200-300$/month are already 7k in 3 years.
And I do expect some hardware chip based models in a few years like a GPU.
AiPU we're you can replace the hardware ai chip.
> 200-300$/month are already 7k in 3 years.
Except at current crazy rates of improvement, cloud based models will in reality likely be ~50x better, and you'll still have the same system.
2.5 years ago it could just about run LLaMA 1, and that model sucked.
Today it can run Mistral Small 3.1, Gemma 3 27B, Llama 3.3 70B - same exact hardware, but those models are competitive with the best available cloud-hosted model from two years ago (GPT-4).
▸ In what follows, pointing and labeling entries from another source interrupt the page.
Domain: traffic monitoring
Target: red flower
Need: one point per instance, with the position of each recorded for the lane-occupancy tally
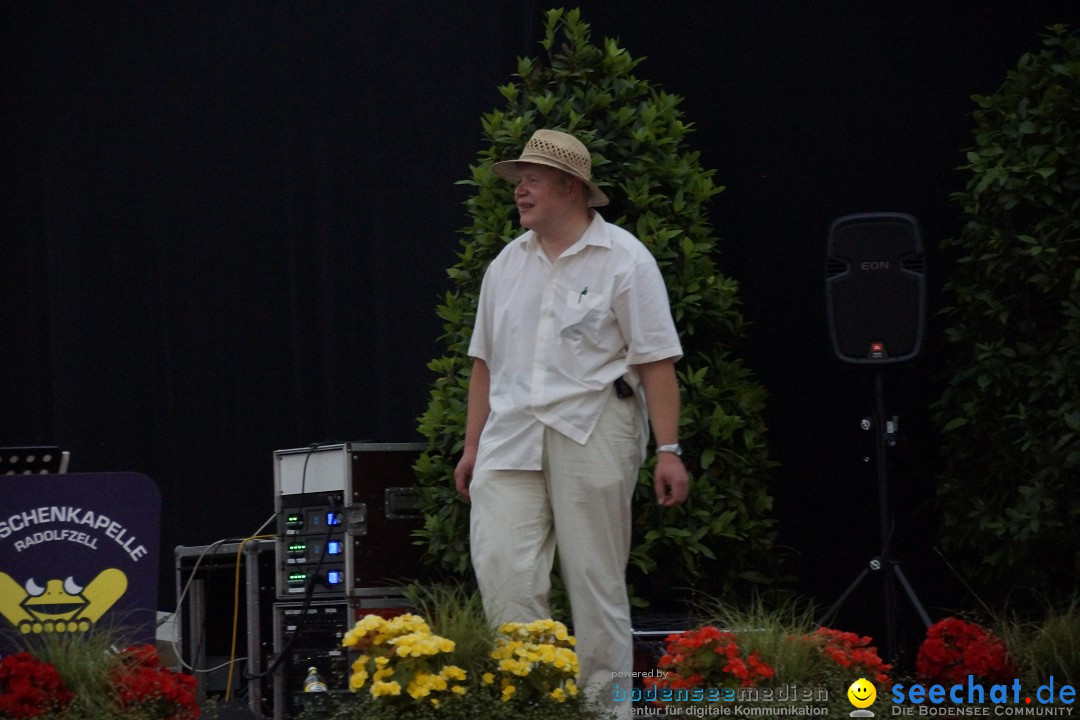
(955, 649)
(853, 653)
(709, 656)
(29, 688)
(140, 682)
The best hosted models (o3, Claude 4, Gemini 2.5 etc) are still way better than the best models I can run on my 3-year-old laptop, but the rate of improvements for those local models (on the same system) has been truly incredible.
I agree we will see how this plays out but I hope models might start to become more efficient and it might not matter that much for certain things to run some parts locally.
I could imagine a LLM model with a lot less languages and optimized for one programming language to happen. Like 'generaten your model'
Therefore using your own bare metal is a low of expensive redundancy.
For the cloud provider they can utilise the GPU to make it pay. They can also subsidise it with VC money :)
FOSS is more about:
1. Finding some software you can use for your problem
2. Have an issue for your particular use case
3. Download the code and fix the issue.
4. Cleanup the patch and send a proposal to the maintainer. PR is easy, but email is ok. You can even use a pastebin service and post it on a forum (suckless does that in part).
5. The maintainer merges the patch and you can revert to the official version, or they don't and you decides to go with your fork.
Self-hosting has always have a lot of drawbacks compared with commercial solutions. I bet my self-host file server has worse reliability than Google Drive, or my self-host git server has worse number of concurrent user than github.
It's one thing you must accept when self-host.
So when you self-host LLM, you must either accept a drop in output quality, or spend a small fortune on hardware
Raspberry pi was a huge step forward, the move to LLMs is two steps back.
Maven central is gone and you have no proxy setup or your local cache is busted? Poof, you’re fucking gone, all your Springs, Daggers, Quarkuses and every third party crap that makes up your program is gone. Same applies to bazillion JS, Rust libraries.
A guy says here you need 4TB for a PyPi mirror, 285 GB for npm
https://stackoverflow.com/questions/65995150/is-it-possible-...
We're not yet to that same point for performance of local LLM models afaict, though I do enjoy messing around them.